Read a review of any of Angela Schanelec’s feature films and you’re bound to encounter adjectives like “elliptical,” “confounding,” and “obscure.” It’s true — the German filmmaker has a peculiar approach to storytelling, favoring all manner of narrative obfuscation while honing in on movements, gestures, and that most basic building block of cinema: the image itself. Echoes of Bresson permeate her filmography, so too the works of Straub-Huillet, perhaps the key filmmakers of the second half of the 20th century (apologies to Godard). In any case, Schanelec has positioned herself as part of a specific lineage in Modernist European filmmaking. By eschewing establishing shots, standardized continuity editing, most narrative exposition, and even traditional temporal logic, Schanelec seems determined to perfect a kind of addition through subtraction. Her’s is a search for the essence of the thing. There’s a magic to it, if one can attune themselves to her sensibility.

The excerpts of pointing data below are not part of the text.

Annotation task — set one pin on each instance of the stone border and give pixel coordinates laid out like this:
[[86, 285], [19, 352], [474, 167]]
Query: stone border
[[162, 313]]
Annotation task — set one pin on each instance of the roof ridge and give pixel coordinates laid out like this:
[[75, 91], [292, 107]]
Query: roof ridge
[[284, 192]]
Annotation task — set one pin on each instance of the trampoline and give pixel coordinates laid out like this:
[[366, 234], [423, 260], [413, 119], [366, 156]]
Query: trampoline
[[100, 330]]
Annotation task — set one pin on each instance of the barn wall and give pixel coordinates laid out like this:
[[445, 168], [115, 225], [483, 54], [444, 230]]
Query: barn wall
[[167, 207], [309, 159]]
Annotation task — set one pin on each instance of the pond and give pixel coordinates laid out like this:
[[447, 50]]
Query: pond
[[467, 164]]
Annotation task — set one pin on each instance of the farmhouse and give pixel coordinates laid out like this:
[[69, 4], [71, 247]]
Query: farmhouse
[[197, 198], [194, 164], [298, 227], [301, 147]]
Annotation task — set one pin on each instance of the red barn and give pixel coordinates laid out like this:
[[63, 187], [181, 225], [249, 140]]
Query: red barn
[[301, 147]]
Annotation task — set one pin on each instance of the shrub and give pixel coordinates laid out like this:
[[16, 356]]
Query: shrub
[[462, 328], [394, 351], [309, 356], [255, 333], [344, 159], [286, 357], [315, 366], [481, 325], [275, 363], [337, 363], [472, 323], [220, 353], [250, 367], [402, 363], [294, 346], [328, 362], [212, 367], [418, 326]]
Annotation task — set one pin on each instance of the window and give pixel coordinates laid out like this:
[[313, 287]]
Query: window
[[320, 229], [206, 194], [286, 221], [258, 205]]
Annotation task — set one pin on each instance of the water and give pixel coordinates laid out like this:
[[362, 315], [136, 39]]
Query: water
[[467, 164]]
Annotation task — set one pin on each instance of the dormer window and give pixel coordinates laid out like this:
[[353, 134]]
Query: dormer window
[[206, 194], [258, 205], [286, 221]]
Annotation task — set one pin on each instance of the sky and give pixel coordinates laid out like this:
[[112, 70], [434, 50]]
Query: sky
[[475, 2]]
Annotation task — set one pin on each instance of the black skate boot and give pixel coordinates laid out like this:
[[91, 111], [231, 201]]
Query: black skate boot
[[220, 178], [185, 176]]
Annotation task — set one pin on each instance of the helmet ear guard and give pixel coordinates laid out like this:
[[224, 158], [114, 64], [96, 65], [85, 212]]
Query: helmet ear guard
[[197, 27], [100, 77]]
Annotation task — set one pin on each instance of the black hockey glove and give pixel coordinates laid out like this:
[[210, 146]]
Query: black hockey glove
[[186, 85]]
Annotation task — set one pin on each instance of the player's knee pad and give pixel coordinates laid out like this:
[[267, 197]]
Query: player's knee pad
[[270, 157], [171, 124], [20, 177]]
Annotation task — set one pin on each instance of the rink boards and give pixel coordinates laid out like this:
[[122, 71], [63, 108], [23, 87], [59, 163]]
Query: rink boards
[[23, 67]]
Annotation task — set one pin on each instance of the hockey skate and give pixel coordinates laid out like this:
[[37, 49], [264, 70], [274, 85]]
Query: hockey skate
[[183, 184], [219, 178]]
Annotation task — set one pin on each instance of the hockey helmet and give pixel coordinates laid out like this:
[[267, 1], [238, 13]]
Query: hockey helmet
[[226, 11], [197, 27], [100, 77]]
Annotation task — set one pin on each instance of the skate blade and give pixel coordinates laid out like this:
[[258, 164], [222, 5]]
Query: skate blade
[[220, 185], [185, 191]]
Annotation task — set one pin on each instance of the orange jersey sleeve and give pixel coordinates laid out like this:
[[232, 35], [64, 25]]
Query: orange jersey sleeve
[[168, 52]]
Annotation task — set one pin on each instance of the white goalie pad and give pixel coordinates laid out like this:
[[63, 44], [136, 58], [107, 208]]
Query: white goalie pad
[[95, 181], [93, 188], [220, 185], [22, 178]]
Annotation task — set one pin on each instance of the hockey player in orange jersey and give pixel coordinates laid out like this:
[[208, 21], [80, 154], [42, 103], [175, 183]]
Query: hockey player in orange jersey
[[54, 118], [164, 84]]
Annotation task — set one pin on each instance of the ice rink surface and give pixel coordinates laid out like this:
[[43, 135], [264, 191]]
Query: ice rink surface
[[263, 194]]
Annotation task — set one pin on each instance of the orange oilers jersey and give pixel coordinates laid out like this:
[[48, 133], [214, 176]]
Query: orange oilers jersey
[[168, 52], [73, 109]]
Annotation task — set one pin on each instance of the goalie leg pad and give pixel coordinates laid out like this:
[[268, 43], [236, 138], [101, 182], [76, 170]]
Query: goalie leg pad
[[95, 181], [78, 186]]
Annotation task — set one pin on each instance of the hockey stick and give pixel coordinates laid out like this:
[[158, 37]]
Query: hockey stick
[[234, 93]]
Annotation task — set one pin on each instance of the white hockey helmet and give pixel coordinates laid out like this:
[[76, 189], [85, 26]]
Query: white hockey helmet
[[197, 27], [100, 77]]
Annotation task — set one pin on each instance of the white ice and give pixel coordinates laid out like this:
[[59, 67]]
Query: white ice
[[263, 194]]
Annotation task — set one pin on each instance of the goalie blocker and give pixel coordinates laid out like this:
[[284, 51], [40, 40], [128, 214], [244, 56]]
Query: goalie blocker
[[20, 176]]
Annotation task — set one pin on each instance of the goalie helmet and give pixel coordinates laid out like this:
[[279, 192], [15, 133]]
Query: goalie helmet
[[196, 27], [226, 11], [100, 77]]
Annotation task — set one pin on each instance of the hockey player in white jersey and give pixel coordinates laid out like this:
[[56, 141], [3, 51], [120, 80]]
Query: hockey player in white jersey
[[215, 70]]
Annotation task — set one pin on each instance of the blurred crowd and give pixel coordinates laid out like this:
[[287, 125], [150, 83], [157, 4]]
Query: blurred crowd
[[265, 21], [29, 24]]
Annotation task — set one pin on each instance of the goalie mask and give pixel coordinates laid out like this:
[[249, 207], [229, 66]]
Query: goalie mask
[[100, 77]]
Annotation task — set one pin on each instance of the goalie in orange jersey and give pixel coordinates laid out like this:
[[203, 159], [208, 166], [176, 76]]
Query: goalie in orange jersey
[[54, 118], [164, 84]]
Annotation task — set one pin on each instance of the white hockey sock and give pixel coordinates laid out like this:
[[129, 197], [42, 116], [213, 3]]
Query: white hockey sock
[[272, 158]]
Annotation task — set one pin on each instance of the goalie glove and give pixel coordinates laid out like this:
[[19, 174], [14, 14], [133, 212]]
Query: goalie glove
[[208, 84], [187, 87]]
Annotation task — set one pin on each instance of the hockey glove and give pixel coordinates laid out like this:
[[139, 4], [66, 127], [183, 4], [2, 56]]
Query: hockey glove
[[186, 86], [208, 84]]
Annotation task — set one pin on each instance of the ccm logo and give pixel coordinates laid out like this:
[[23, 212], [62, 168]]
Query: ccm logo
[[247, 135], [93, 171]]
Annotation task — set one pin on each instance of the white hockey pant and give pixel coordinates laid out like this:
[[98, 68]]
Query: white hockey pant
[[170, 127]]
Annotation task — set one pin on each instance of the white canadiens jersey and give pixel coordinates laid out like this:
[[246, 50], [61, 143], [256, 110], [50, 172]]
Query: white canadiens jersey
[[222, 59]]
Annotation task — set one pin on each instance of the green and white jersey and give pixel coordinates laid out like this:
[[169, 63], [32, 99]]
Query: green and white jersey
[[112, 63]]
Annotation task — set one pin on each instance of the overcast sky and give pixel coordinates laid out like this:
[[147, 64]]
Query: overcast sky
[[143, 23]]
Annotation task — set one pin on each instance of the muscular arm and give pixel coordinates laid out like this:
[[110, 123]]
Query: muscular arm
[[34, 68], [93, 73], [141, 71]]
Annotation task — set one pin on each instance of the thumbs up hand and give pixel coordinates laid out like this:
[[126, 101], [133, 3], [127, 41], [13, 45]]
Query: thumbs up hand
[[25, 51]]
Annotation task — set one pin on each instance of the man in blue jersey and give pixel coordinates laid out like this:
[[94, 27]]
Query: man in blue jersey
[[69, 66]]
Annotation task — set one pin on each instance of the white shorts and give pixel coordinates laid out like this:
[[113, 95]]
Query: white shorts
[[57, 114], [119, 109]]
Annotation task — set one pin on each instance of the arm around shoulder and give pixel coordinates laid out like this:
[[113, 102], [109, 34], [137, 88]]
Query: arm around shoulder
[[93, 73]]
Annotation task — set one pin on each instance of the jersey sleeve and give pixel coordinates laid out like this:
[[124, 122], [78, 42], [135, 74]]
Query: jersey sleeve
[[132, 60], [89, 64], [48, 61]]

After the (relative) success of her last feature, 2019’s I Was at Home, But…, Schanelec returns with Music, a loose retelling of the Oedipus myth that allows her to hang her formal and conceptual concerns onto a well-known framework. It doesn’t necessarily make everything “make sense,” but the familiarity allows audiences a kind of anchor to get their footing as Schanelec leaps past years in a single edit. Beginning with a torrential storm and a wailing man carrying what appears to be a dead body, paramedics arrive to discover a newborn baby with curious wounds on its ankles. One of the first responders, Elias (Argyris Xafis), takes the baby home to his wife, Merope (Marissa Triantafyllidou), and the two become the child’s de facto adopted parents. As Merope washes the child’s feet in the gentle ocean waves, we cut to a group of young adults out for a joy ride. It’s not until we see a shot of swollen, irritated ankles that we realize the baby is now fully grown. He’s named Jon, played for the rest of the film by Aliocha Schneider, and while we don’t get the full sense of his relationship with the other revelers, it’s only a few minutes before he is accosted by a strange man. Jon pushes the man away, who then accidentally cracks his head on a jagged rock and dies. Jon is quickly sent to prison, where he meets a female guard, Iro (Agathe Bonitzer). Upon Jon’s release, the pair fall in love and have a child. Eventually, they return to Jon’s parent’s home, where the remainder of this tragedy will unfold.
This brief synopsis doesn’t quite do justice to Schanelec’s austere and, yes, even elliptical storytelling. Favoring a mostly static camera, Schanelec films scenes from either a great distance, immersing characters in the natural landscape surrounding them, or in extreme closeups, singling out feet and legs or arms and cutting off the rest of the body at the edge of the frame. Large swaths of connective narrative tissue are excised altogether; for example, Jon’s stay in prison is represented by two brief sequences that imply violent altercations that aren’t actually shown, while Iro wiles the time away with her coworkers playing games. Further, Jon and Iro’s romance is constructed entirely out of furtive glances and longing looks, their affair solidified when Iro goes to a pharmacy to purchase ointment and bandages for his ankles. The two eventually hold hands, before the next shot reveals that Iro is pregnant, then another that shows her accompanied by a child roughly six or seven years old. In this sense, Music acts as a companion piece to The Dreamed Path, where Schanelec has two lovers separate and then meet again decades later, but makes no effort to “age them up.” Time becomes elusive, belying the otherwise realistic milieu at hand. Indeed, Schanelec’s willingness to infuse this ostensible realism with flights of fancy and formal game-playing links her to Rivette, of all people. Objects become important as both identifying markers and totems; Jon’s birth father is introduced wearing thick, black-rimmed glasses. When they meet again years later, he’s still wearing them, and later Jon will adopt a similar pair as his eyesight wanes with age. It’s all very precise, Schanelec’s rigorous formal control creating opaque connections and thrillingly unpredictable ellipses.
Anyone already familiar with the Oedipus tale will be well aware of the fate in store for several characters here, but curiously, Schanelec changes Jon’s part of the story. Rather than blinding himself after the death of his mother/wife, Jon instead carries on, becoming a musician (another echo of The Dreamed Path, whose protagonist strives to become a musician before succumbing to drug addiction). If the tale of Oedipus is understood as a warning about fate, Schanelec instead seems to be suggesting that we can, in fact, free ourselves from a predetermined path. Jon sings periodically throughout the film, but it’s not until after Iro’s death that he seems to fully embrace it. The film ends with a joyous promenade, full of singing and prancing, as Jon and his remaining family march toward an unknown future. Like all great films, Schanelec’s latest teaches you how to watch it. Music is a masterpiece.
Published as part of InRO Weekly — Volume 1, Issue 8.5.